# Difference between sharps/flats when writing for continuous-tone instruments



## ErinD (Sep 20, 2012)

When writing for continuous tone instruments like the violin is there a difference between, for example, a C# and a Db ? I remember talking to a viola player friend in college that said "you have to bend them."


----------



## BurningDesire (Jul 15, 2012)

ErinD said:


> When writing for continuous tone instruments like the violin is there a difference between, for example, a C# and a Db ? I remember talking to a viola player friend in college that said "you have to bend them."


The pitch should be the same. You tend to use a particular enharmonic depending on what key you're in, or if you're not in a key or moving chromatically, you would use one or the other depending on whether you are ascending (C#) or descending (Db).


----------



## ComposerOfAvantGarde (Dec 2, 2011)

They are the same in equal temperament. There is actually a tiny difference between the two notes but you don't need to worry abut that at all. In terms of composition, use the accidental that requires the least amount of naturals afterwards.


----------



## PetrB (Feb 28, 2012)

Even in 'equal temperament' a good string player will (should) play a flat or a sharp differently, especially if they are playing solo or in a homogenous ensemble of strings only - at least in common practice era works, as well as many tonal works from the first half of the 20th Century.... 

Sharps are slightly higher than their enharmonic equivalent flat.

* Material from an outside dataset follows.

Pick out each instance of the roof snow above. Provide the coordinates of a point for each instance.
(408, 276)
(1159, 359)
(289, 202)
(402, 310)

It is, however, best to stay within the parameters of theoretic grammar unless you have a strongly inflected scale or mode of which you wish to make more of 'a feature' of the piece, or passage. 

The complaint of 'too equal' temperament coming from contemporary orchestras is a quite legitimate one, the harmony and the piece often sounding much too / more 'homogenized' than the composer intended.... it gets rather dulling to the ear.


----------